Things I learned while writing an x86 emulator (2023)

x86 Complexity and Quirks

  • Many commenters describe x86 as one of the messiest mainstream ISAs, especially compared with RISC-V and modern ARM.
  • Numerous quirks are highlighted:
    • BSF/BSR vs TZCNT/LZCNT zero-input behavior, and real-world code (e.g., libc) depending on de‑facto, not documented, semantics.
    • Legacy oddities like 0x90 being a special NOP, high 8-bit registers interacting badly with REX, segment overrides mostly ignored in 64‑bit mode.
    • Prefix behavior (66/67, segment overrides, REX/VEX/EVEX, APX REX2) and cases where bits are inconsistently ignored or cause faults.
    • Historical curiosities like BSWAP with operand-size prefix and inconsistent behavior across CPUs.

Instruction Encoding and Decoding

  • Several participants are actively implementing or rewriting x86 decoders and disassemblers, including for QEMU and custom tools.
  • Approaches include hand-written C tables vs autogenerated tables from higher-level specs; both find Intel documentation incomplete or subtly wrong in edge cases.
  • EVEX and APX are seen as pushing complexity further, requiring more context-dependent decoding.
  • Comparison with AArch64 finds ARM more regular at the mnemonic/semantic level but sometimes more complex in operand encoding and constraints.

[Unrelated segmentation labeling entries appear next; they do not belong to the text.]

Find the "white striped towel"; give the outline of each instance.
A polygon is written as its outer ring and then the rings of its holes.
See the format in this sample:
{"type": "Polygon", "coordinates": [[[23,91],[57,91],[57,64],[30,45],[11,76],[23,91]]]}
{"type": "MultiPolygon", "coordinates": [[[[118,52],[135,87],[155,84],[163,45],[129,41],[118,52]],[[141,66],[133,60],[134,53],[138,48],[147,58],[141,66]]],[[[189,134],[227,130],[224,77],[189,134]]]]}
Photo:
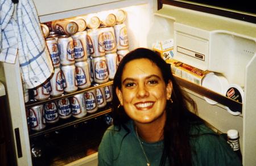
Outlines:
{"type": "Polygon", "coordinates": [[[32,0],[17,6],[18,57],[23,80],[28,89],[44,83],[53,72],[51,57],[32,0]]]}
{"type": "Polygon", "coordinates": [[[14,11],[11,0],[0,0],[0,61],[10,63],[15,63],[18,50],[14,11]]]}

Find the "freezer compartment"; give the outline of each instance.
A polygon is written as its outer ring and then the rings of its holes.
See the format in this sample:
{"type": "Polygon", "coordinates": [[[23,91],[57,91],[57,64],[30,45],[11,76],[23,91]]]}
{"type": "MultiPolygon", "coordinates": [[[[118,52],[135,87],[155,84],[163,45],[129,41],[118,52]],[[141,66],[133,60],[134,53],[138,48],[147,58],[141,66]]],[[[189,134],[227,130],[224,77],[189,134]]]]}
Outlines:
{"type": "Polygon", "coordinates": [[[31,138],[32,151],[40,149],[42,154],[35,158],[32,153],[33,165],[63,165],[95,155],[108,126],[104,117],[99,117],[31,138]]]}

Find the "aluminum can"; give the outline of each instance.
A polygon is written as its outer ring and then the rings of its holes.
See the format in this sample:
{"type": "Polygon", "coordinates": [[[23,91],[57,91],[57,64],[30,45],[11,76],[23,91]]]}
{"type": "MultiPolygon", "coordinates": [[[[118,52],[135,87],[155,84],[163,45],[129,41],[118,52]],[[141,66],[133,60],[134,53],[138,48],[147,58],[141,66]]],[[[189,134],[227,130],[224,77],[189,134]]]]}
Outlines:
{"type": "Polygon", "coordinates": [[[104,41],[100,29],[88,29],[87,31],[88,44],[90,54],[92,57],[105,56],[104,41]]]}
{"type": "Polygon", "coordinates": [[[68,98],[58,101],[59,117],[61,119],[67,119],[71,116],[71,107],[68,98]]]}
{"type": "Polygon", "coordinates": [[[54,124],[59,121],[58,109],[55,102],[44,104],[44,116],[47,124],[54,124]]]}
{"type": "Polygon", "coordinates": [[[61,70],[59,67],[54,69],[54,74],[50,79],[51,91],[51,96],[56,97],[61,96],[64,92],[63,79],[64,77],[61,70]]]}
{"type": "Polygon", "coordinates": [[[96,112],[98,110],[98,105],[97,105],[96,90],[92,90],[85,93],[85,104],[87,112],[92,113],[96,112]]]}
{"type": "Polygon", "coordinates": [[[97,83],[104,83],[109,81],[109,71],[105,56],[93,58],[93,79],[97,83]]]}
{"type": "Polygon", "coordinates": [[[104,26],[113,26],[117,22],[115,15],[109,11],[101,11],[97,14],[97,16],[101,20],[101,24],[104,26]]]}
{"type": "Polygon", "coordinates": [[[76,22],[78,25],[78,31],[82,32],[86,28],[86,22],[85,19],[81,16],[76,16],[68,19],[68,20],[73,20],[76,22]]]}
{"type": "Polygon", "coordinates": [[[113,27],[101,28],[104,42],[105,52],[106,54],[113,53],[117,52],[115,44],[115,32],[113,27]]]}
{"type": "Polygon", "coordinates": [[[42,32],[43,32],[43,36],[44,38],[47,37],[47,36],[49,35],[49,28],[44,24],[40,24],[42,32]]]}
{"type": "Polygon", "coordinates": [[[51,55],[54,67],[60,67],[60,59],[59,54],[58,44],[55,38],[47,38],[46,40],[46,45],[51,55]]]}
{"type": "Polygon", "coordinates": [[[98,28],[101,24],[101,21],[99,18],[95,14],[88,14],[87,15],[82,16],[82,17],[85,19],[87,28],[98,28]]]}
{"type": "Polygon", "coordinates": [[[112,85],[104,87],[105,95],[106,102],[111,102],[113,100],[113,88],[112,85]]]}
{"type": "Polygon", "coordinates": [[[92,59],[90,56],[88,57],[87,63],[88,63],[89,66],[90,82],[92,83],[93,82],[93,68],[92,64],[92,59]]]}
{"type": "Polygon", "coordinates": [[[47,80],[33,90],[34,99],[39,101],[46,100],[49,97],[51,91],[51,83],[47,80]]]}
{"type": "Polygon", "coordinates": [[[116,53],[107,54],[105,56],[108,69],[109,70],[109,78],[110,79],[114,79],[115,72],[117,72],[118,59],[116,53]]]}
{"type": "Polygon", "coordinates": [[[126,19],[126,13],[123,10],[118,10],[115,12],[115,18],[117,18],[117,23],[122,23],[126,19]]]}
{"type": "MultiPolygon", "coordinates": [[[[98,85],[98,84],[95,84],[93,86],[97,86],[98,85]]],[[[106,101],[104,87],[96,89],[96,99],[98,108],[101,108],[106,106],[106,101]]]]}
{"type": "Polygon", "coordinates": [[[123,57],[130,52],[127,49],[120,50],[117,52],[117,66],[118,66],[119,63],[120,63],[121,61],[123,58],[123,57]]]}
{"type": "Polygon", "coordinates": [[[86,61],[77,62],[76,66],[76,78],[79,88],[85,89],[90,86],[90,76],[89,65],[86,61]]]}
{"type": "Polygon", "coordinates": [[[75,65],[62,66],[61,71],[64,76],[64,92],[72,93],[76,91],[78,88],[75,65]]]}
{"type": "Polygon", "coordinates": [[[116,24],[114,26],[115,41],[118,50],[127,49],[129,47],[126,25],[124,23],[116,24]]]}
{"type": "Polygon", "coordinates": [[[75,61],[86,61],[87,59],[87,32],[78,32],[72,36],[74,45],[75,61]]]}
{"type": "Polygon", "coordinates": [[[52,28],[57,33],[72,35],[77,32],[79,25],[76,22],[71,19],[58,20],[52,22],[52,28]]]}
{"type": "Polygon", "coordinates": [[[71,97],[71,103],[72,115],[74,117],[81,118],[86,115],[86,106],[84,93],[77,94],[71,97]]]}
{"type": "Polygon", "coordinates": [[[46,127],[46,119],[44,116],[43,105],[29,108],[29,124],[31,130],[42,130],[46,127]]]}
{"type": "Polygon", "coordinates": [[[75,63],[74,45],[71,37],[60,36],[58,39],[59,53],[62,66],[75,63]]]}

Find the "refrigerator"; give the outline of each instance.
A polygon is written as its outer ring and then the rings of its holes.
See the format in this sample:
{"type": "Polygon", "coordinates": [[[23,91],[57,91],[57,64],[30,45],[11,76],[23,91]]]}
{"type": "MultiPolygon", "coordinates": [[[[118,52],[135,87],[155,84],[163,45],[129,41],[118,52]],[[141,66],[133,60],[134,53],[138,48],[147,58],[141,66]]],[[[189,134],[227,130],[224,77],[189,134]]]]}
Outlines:
{"type": "MultiPolygon", "coordinates": [[[[138,47],[152,48],[158,42],[172,39],[174,58],[203,70],[221,73],[230,83],[243,87],[244,99],[241,103],[175,76],[178,84],[196,101],[199,116],[214,130],[219,133],[231,129],[238,131],[243,164],[255,165],[256,24],[176,6],[168,1],[173,1],[34,0],[42,23],[105,10],[123,10],[130,50],[138,47]],[[181,48],[183,51],[193,50],[204,55],[204,60],[184,56],[184,52],[180,53],[181,48]],[[217,103],[209,104],[204,97],[217,103]],[[230,113],[226,107],[231,105],[238,108],[242,113],[230,113]]],[[[10,148],[16,165],[97,165],[97,148],[108,126],[105,118],[111,113],[111,105],[94,116],[31,134],[26,108],[40,103],[25,104],[18,59],[15,64],[0,63],[0,80],[5,87],[13,142],[10,148]],[[57,147],[55,147],[56,144],[57,147]],[[34,156],[31,150],[35,147],[42,150],[42,156],[34,156]],[[46,161],[43,158],[46,156],[46,161]]],[[[110,81],[101,86],[111,84],[110,81]]]]}

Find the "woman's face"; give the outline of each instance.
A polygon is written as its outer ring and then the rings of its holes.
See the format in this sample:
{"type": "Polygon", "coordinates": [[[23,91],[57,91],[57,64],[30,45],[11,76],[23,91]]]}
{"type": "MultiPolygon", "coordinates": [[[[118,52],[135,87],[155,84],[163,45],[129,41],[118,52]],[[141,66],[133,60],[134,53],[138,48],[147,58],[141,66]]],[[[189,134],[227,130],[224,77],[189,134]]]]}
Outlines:
{"type": "Polygon", "coordinates": [[[165,120],[166,100],[170,99],[172,84],[171,82],[165,83],[155,63],[146,58],[128,62],[123,71],[121,84],[121,90],[117,88],[116,92],[131,119],[144,124],[165,120]]]}

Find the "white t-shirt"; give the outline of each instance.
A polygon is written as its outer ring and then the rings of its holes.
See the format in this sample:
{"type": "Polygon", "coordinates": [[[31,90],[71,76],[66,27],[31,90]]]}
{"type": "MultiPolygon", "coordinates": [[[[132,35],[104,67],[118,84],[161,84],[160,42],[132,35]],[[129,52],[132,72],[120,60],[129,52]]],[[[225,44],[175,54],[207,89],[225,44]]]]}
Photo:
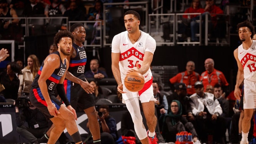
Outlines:
{"type": "Polygon", "coordinates": [[[245,79],[256,82],[256,41],[253,41],[251,47],[245,50],[243,44],[238,48],[238,59],[244,68],[245,79]]]}
{"type": "MultiPolygon", "coordinates": [[[[123,83],[128,70],[136,69],[136,63],[142,65],[145,52],[148,51],[154,54],[156,50],[154,39],[148,34],[140,31],[140,37],[134,44],[129,39],[127,31],[115,35],[112,41],[112,52],[120,53],[119,68],[123,83]]],[[[152,76],[150,69],[149,69],[143,75],[145,82],[150,80],[152,76]]]]}

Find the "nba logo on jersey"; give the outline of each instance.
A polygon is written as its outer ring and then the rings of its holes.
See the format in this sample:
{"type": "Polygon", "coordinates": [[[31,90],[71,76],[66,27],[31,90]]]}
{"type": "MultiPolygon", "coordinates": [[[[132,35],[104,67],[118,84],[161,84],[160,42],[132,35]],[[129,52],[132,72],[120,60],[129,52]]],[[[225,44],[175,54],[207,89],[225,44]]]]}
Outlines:
{"type": "Polygon", "coordinates": [[[80,52],[79,55],[80,56],[80,59],[83,59],[86,58],[86,53],[85,51],[80,52]]]}
{"type": "Polygon", "coordinates": [[[61,69],[61,70],[59,70],[59,72],[58,73],[58,75],[60,76],[61,77],[62,77],[62,76],[63,76],[63,75],[64,74],[64,73],[66,71],[66,69],[61,69]]]}

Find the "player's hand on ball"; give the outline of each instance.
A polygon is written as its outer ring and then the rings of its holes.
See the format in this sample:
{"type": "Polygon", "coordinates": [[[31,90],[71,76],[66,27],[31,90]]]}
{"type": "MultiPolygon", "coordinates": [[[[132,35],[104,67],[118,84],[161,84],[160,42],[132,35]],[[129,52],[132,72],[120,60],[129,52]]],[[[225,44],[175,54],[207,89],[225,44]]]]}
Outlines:
{"type": "Polygon", "coordinates": [[[123,84],[120,83],[117,86],[117,90],[121,93],[126,93],[126,92],[123,91],[123,84]]]}

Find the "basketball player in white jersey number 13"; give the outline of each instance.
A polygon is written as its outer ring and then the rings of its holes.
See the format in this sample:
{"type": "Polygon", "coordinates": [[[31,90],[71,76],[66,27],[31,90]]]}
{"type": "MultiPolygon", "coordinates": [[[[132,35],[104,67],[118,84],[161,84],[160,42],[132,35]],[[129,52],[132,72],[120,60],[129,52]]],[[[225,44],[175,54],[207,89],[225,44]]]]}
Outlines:
{"type": "Polygon", "coordinates": [[[143,144],[157,144],[155,133],[157,118],[154,114],[154,101],[152,74],[149,67],[156,49],[156,41],[148,34],[139,29],[140,17],[133,10],[124,15],[126,31],[114,37],[112,41],[112,71],[118,86],[117,90],[122,94],[125,103],[134,123],[136,134],[143,144]],[[128,73],[138,71],[145,79],[145,85],[138,92],[131,92],[124,82],[128,73]],[[141,103],[148,130],[142,122],[139,100],[141,103]]]}
{"type": "Polygon", "coordinates": [[[239,85],[244,80],[243,105],[245,115],[242,121],[242,139],[240,144],[248,144],[248,133],[250,121],[256,108],[256,41],[252,40],[254,27],[249,21],[237,25],[238,34],[243,43],[234,51],[238,70],[234,94],[240,100],[241,96],[239,85]]]}

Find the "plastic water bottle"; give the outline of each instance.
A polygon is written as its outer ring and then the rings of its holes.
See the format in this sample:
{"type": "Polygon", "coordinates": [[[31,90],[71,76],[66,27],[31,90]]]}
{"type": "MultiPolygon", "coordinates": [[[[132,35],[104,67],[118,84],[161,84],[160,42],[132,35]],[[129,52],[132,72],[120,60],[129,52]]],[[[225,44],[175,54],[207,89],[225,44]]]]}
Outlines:
{"type": "Polygon", "coordinates": [[[188,141],[192,141],[192,134],[191,134],[191,133],[189,133],[189,134],[187,134],[187,138],[188,141]]]}

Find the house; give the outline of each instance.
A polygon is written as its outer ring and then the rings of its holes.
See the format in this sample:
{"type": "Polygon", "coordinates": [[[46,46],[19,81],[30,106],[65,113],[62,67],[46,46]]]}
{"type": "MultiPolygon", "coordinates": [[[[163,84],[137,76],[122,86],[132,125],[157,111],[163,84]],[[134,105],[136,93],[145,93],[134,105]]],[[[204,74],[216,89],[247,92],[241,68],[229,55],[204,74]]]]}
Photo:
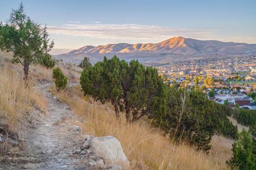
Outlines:
{"type": "Polygon", "coordinates": [[[229,74],[229,73],[228,73],[228,72],[224,72],[223,73],[223,76],[229,76],[230,74],[229,74]]]}
{"type": "Polygon", "coordinates": [[[238,103],[239,107],[241,108],[245,107],[245,104],[249,104],[251,103],[250,101],[248,100],[239,100],[235,101],[235,103],[238,103]]]}
{"type": "Polygon", "coordinates": [[[230,94],[229,97],[230,97],[230,98],[231,99],[235,99],[236,98],[242,99],[242,98],[243,98],[244,97],[247,97],[247,95],[246,95],[245,94],[230,94]]]}
{"type": "Polygon", "coordinates": [[[245,107],[247,107],[250,110],[256,110],[256,103],[250,103],[245,104],[245,107]]]}
{"type": "Polygon", "coordinates": [[[256,81],[256,75],[247,76],[246,77],[245,77],[245,79],[246,79],[246,80],[256,81]]]}
{"type": "Polygon", "coordinates": [[[187,75],[189,74],[189,71],[183,70],[180,72],[180,75],[187,75]]]}
{"type": "Polygon", "coordinates": [[[235,103],[235,99],[227,99],[228,100],[228,102],[229,102],[229,103],[235,103]]]}
{"type": "Polygon", "coordinates": [[[219,94],[215,95],[214,96],[217,98],[219,98],[219,99],[221,99],[223,100],[225,100],[229,98],[229,94],[219,94]]]}

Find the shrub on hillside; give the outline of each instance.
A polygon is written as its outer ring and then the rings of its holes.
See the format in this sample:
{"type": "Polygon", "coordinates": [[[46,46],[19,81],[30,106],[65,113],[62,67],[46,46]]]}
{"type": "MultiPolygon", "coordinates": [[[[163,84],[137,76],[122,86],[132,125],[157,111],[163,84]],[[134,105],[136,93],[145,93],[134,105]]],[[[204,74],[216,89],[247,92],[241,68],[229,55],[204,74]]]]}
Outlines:
{"type": "Polygon", "coordinates": [[[60,70],[60,68],[54,68],[53,78],[58,91],[64,89],[67,83],[67,77],[66,77],[60,70]]]}
{"type": "Polygon", "coordinates": [[[84,95],[110,102],[117,116],[123,111],[128,121],[157,114],[165,95],[166,86],[156,69],[145,68],[137,60],[128,64],[116,56],[105,57],[103,61],[84,69],[80,84],[84,95]]]}
{"type": "Polygon", "coordinates": [[[23,66],[27,80],[29,65],[49,55],[54,42],[49,43],[46,26],[42,28],[26,15],[22,3],[18,9],[12,9],[9,16],[4,25],[0,22],[0,50],[13,53],[12,62],[23,66]]]}
{"type": "Polygon", "coordinates": [[[246,126],[256,126],[256,110],[240,109],[237,119],[238,123],[246,126]]]}
{"type": "Polygon", "coordinates": [[[167,92],[167,111],[155,115],[154,123],[175,139],[183,139],[207,151],[214,133],[236,138],[237,128],[229,121],[222,105],[198,90],[171,87],[167,92]]]}
{"type": "Polygon", "coordinates": [[[47,69],[53,68],[55,66],[55,62],[54,59],[51,59],[51,58],[52,56],[51,55],[46,54],[40,59],[39,63],[47,69]]]}
{"type": "Polygon", "coordinates": [[[104,57],[103,61],[84,69],[80,84],[85,95],[111,102],[118,116],[123,112],[128,121],[135,121],[147,116],[166,134],[199,149],[210,149],[216,131],[236,137],[237,128],[227,117],[231,114],[229,106],[216,105],[198,90],[167,87],[156,69],[138,61],[128,64],[115,56],[104,57]]]}
{"type": "Polygon", "coordinates": [[[227,163],[234,169],[256,170],[256,127],[248,132],[243,129],[238,140],[232,144],[233,157],[227,163]]]}
{"type": "Polygon", "coordinates": [[[91,66],[91,64],[90,62],[89,59],[87,57],[84,57],[83,60],[81,61],[78,65],[82,68],[88,69],[89,67],[91,66]]]}

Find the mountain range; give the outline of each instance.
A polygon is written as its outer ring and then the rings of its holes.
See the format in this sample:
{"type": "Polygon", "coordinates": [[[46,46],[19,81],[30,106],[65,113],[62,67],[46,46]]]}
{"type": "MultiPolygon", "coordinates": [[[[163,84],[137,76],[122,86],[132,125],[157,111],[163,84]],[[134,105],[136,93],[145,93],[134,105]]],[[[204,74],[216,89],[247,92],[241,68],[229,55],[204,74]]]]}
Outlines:
{"type": "Polygon", "coordinates": [[[66,53],[55,55],[64,60],[82,60],[84,57],[91,60],[99,60],[104,55],[115,54],[120,58],[125,56],[144,57],[168,55],[193,55],[201,54],[229,55],[256,53],[256,44],[240,42],[224,42],[213,40],[198,40],[182,37],[173,37],[155,43],[126,43],[109,44],[93,46],[87,45],[66,53]]]}

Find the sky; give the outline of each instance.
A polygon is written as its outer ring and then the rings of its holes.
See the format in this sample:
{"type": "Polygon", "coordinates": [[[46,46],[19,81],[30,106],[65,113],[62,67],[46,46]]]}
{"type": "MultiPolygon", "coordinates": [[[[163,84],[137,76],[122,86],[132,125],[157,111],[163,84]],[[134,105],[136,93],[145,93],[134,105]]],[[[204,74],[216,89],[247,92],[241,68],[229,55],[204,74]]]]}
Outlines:
{"type": "Polygon", "coordinates": [[[0,0],[0,21],[21,2],[28,16],[47,26],[55,43],[53,54],[178,36],[256,43],[255,0],[0,0]]]}

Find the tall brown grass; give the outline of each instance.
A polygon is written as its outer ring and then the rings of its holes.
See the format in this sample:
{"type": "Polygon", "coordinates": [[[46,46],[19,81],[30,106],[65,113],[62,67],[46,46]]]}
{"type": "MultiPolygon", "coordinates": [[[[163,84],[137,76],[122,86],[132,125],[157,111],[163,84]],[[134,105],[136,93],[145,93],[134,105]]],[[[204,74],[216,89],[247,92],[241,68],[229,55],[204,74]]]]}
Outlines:
{"type": "MultiPolygon", "coordinates": [[[[12,130],[18,130],[19,120],[24,113],[31,112],[33,106],[45,109],[44,99],[31,87],[38,85],[44,80],[53,81],[52,70],[31,66],[27,88],[22,79],[22,67],[10,63],[11,57],[9,54],[0,52],[0,117],[4,118],[12,130]]],[[[69,77],[68,81],[79,81],[81,68],[61,62],[55,67],[59,67],[69,77]]],[[[131,169],[229,169],[225,162],[230,156],[231,141],[227,144],[224,138],[215,136],[210,153],[206,154],[184,143],[174,144],[163,135],[160,129],[152,127],[147,119],[128,123],[123,116],[117,119],[110,104],[102,104],[83,97],[79,85],[60,92],[54,88],[51,90],[80,117],[81,121],[73,123],[81,127],[85,134],[117,138],[130,161],[131,169]]]]}
{"type": "Polygon", "coordinates": [[[33,114],[35,108],[45,111],[46,105],[44,98],[31,88],[33,81],[26,85],[22,68],[10,62],[11,56],[0,53],[0,132],[9,136],[18,134],[25,114],[33,114]]]}
{"type": "MultiPolygon", "coordinates": [[[[84,120],[73,123],[81,127],[85,134],[112,136],[118,138],[131,162],[131,169],[229,169],[225,160],[223,160],[225,153],[216,151],[206,154],[185,143],[174,144],[163,135],[161,130],[152,127],[146,121],[128,123],[123,116],[117,119],[111,105],[102,104],[83,97],[79,85],[65,92],[52,90],[84,120]]],[[[222,146],[218,147],[220,148],[218,150],[221,150],[222,146]]]]}

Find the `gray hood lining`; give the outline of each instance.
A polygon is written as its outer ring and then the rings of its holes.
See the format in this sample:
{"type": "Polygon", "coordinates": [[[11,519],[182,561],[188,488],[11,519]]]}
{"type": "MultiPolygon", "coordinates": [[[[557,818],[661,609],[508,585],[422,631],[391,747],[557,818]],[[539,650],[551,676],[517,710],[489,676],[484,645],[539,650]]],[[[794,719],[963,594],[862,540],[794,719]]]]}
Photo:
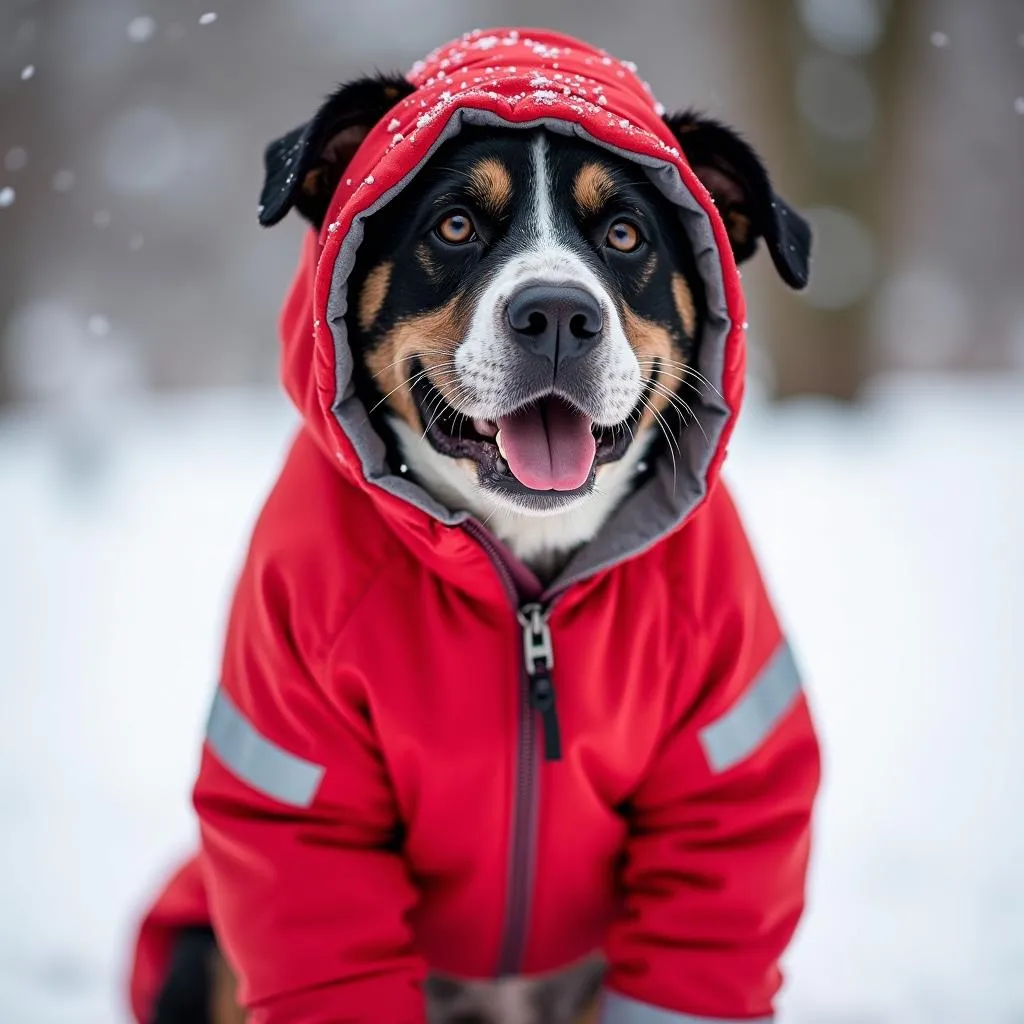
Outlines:
{"type": "Polygon", "coordinates": [[[707,292],[708,315],[697,346],[697,369],[713,387],[706,386],[699,398],[689,401],[695,422],[687,424],[676,438],[679,444],[676,465],[673,466],[668,454],[658,460],[650,478],[612,513],[597,537],[575,554],[551,588],[561,589],[646,550],[675,529],[707,494],[708,469],[733,415],[722,397],[725,344],[732,325],[726,304],[721,257],[708,214],[683,183],[679,169],[669,161],[610,145],[571,121],[539,118],[528,122],[512,122],[490,111],[471,106],[457,108],[419,164],[353,218],[335,260],[327,309],[335,350],[336,392],[331,411],[355,449],[366,479],[372,485],[410,502],[438,521],[455,526],[466,522],[471,516],[468,512],[453,511],[444,507],[418,483],[391,472],[385,460],[384,441],[374,430],[366,407],[355,394],[352,383],[353,356],[348,344],[345,313],[348,309],[348,279],[362,242],[364,221],[390,203],[436,150],[457,135],[464,124],[523,129],[543,127],[562,135],[577,135],[641,165],[666,198],[679,208],[707,292]]]}

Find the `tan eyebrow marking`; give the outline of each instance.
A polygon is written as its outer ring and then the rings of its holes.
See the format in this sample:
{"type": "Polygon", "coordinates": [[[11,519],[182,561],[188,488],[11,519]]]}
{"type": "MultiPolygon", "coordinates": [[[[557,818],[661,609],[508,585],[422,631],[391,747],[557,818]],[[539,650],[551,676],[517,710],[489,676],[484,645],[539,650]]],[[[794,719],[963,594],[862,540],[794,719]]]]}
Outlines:
{"type": "Polygon", "coordinates": [[[512,175],[497,157],[485,157],[469,172],[469,191],[495,219],[512,202],[512,175]]]}
{"type": "Polygon", "coordinates": [[[683,322],[686,335],[692,338],[697,329],[697,310],[693,304],[693,293],[690,291],[690,286],[681,273],[672,275],[672,297],[676,300],[676,309],[679,312],[679,318],[683,322]]]}
{"type": "Polygon", "coordinates": [[[614,194],[614,178],[600,164],[584,164],[572,182],[572,198],[585,217],[600,213],[614,194]]]}

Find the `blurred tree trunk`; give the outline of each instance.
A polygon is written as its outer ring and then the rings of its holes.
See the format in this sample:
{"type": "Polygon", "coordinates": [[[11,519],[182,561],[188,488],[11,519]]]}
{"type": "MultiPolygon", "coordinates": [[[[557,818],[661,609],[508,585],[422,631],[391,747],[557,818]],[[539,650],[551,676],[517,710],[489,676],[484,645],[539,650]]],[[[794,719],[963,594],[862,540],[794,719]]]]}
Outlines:
{"type": "MultiPolygon", "coordinates": [[[[890,207],[894,189],[904,186],[897,173],[901,156],[893,137],[893,112],[901,83],[908,74],[908,27],[927,0],[899,0],[889,7],[877,48],[863,56],[829,53],[809,37],[791,0],[751,3],[746,12],[745,52],[754,71],[752,101],[760,108],[755,124],[758,145],[765,153],[780,191],[813,213],[831,208],[848,214],[866,231],[873,253],[873,271],[866,287],[849,303],[822,308],[814,294],[815,262],[807,296],[782,293],[764,281],[766,260],[752,274],[766,297],[759,324],[772,365],[776,397],[819,394],[853,400],[876,369],[871,311],[888,269],[895,225],[890,207]],[[809,124],[798,100],[801,66],[823,57],[833,67],[862,76],[873,97],[874,122],[862,139],[838,142],[809,124]],[[849,159],[844,160],[847,154],[849,159]]],[[[885,5],[882,5],[883,7],[885,5]]],[[[807,88],[807,79],[803,83],[807,88]]],[[[842,108],[842,103],[838,104],[842,108]]],[[[898,230],[898,225],[895,225],[898,230]]],[[[839,241],[839,240],[837,240],[839,241]]],[[[833,265],[835,252],[819,234],[819,272],[833,265]]],[[[840,253],[842,255],[842,253],[840,253]]]]}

Emulation and Understanding CPUs

  • Writing emulators (from 6800/68k to x86 and consoles) is widely praised as a powerful way to understand ISAs, calling it a “missing link” between high-level code and hardware.
  • Others argue that to understand modern superscalar CPUs, you must design at gate/RTL level; emulators mostly expose architectural behavior, not pipelines, caches, or speculation.
  • A compromise view: both emulator and simple CPU design projects teach different layers of the stack.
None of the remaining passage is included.